The problem with the conservative framing of care is that the traditional structures that have provided care, families, have been sundered by the very processes that conservatives have promoted economically, i.e., capitalist individualism with an emphasis on the nuclear family structure as the primary moral good. Both traditional sectors of care—the family and the churches—have moved away from caring for those left out of the opportunity structures in society. By way of example, consistent research indicates that 80% of children born into families in the bottom 20% of the socio-economic ladder will stay at the bottom, the cause of which is not laziness or moral ineptitude, but a lack of education and a lack of jobs, not to mention exploitation by lenders, and other predatory schemes/businesses, such as lotteries, liquor stores, and high-priced markets in neighborhoods with no transportation (public or private) to lower-priced stores.

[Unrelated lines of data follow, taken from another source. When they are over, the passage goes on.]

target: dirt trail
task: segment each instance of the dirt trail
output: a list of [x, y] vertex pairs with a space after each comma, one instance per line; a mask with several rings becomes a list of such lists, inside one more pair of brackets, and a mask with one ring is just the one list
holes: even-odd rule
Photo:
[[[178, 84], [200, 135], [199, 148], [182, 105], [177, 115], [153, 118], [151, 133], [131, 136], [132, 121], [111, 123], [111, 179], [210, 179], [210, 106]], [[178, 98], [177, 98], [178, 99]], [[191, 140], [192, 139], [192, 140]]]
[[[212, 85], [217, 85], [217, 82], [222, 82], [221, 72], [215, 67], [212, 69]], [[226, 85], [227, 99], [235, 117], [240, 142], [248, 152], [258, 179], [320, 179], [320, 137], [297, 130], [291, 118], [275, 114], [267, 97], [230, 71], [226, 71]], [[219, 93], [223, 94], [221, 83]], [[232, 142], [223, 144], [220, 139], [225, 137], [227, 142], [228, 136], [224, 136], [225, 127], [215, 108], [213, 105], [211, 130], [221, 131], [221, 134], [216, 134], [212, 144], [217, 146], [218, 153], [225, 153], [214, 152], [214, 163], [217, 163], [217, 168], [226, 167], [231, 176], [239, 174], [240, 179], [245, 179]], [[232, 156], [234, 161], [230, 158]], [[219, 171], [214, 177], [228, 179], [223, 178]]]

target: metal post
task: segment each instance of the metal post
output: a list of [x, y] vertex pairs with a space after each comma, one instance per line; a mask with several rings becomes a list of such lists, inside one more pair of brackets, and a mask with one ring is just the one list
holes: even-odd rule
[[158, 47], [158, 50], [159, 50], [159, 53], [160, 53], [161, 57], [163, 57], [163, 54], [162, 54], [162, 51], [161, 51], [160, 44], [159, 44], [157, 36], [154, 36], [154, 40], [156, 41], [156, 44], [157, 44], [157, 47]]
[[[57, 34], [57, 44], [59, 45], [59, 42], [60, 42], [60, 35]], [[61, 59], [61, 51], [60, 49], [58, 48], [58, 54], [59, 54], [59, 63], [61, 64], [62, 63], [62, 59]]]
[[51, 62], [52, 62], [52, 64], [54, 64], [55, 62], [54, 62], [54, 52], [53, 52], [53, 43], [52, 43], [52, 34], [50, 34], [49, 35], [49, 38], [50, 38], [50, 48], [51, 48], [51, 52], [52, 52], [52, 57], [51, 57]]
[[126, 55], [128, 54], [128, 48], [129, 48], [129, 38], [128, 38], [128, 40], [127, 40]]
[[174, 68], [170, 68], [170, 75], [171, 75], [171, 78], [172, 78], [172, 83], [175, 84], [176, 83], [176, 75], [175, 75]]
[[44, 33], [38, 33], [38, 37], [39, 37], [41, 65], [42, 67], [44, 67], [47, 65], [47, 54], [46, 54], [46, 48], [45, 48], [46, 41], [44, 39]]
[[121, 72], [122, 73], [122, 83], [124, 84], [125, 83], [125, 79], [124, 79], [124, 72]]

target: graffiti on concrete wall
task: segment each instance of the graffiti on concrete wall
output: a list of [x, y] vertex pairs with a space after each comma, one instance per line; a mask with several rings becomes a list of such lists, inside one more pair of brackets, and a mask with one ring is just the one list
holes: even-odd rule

To compensate for shifting arenas of care (deficits created by the solidification of the nuclear family and decreased community investment by churches), large government programs took over, such as FDR’s New Deal, Johnson’s Great Society, and now Obama’s Affordable Care Act. Each were efforts to adapt regimes of care to fundamental structural changes in U.S. social and economic realities.
If conservatives assume that local, charitable giving is a better source of funding for such programs, then processes would need to be established to ensure that all local communities have generous donors to administrate and fund such programs. Other than the naïve assumption that such processes exist, the more fundamental problem is the pattern of social exclusion that has dominated inequality patterns in all societies. Taking the U.S. as an example, our history of racial exploitation and discrimination demonstrates the ease with which minority groups become excluded from wider structures of social support and opportunities. More profoundly, minority groups in our history have been excluded even from the political systems, by denying them the right to vote. More currently, felons fall into a group that faces extraordinary discrimination in the U.S., being excluded by law from receiving many kinds of educational grants/loans, public housing or food assistance, and voting rights, and excluded socially from most legal employment. The U.S. is the globe’s largest jailer, with 25% of the world’s prisoners, but being only 4% of the world’s population.
Either our established patterns of preparing good citizens and creating healthy communities have stopped working, or we have a series of inappropriate funding priorities—or both. While we are low on the ranking of social spending, both in terms of public spending, and especially private charitable giving, we are at the same time highest on the ranking of incarceration spending, and healthcare spending, while getting relatively little in return, in comparison to other high-income countries. We might think that we are a kind, generous people. The data seems to indicate otherwise.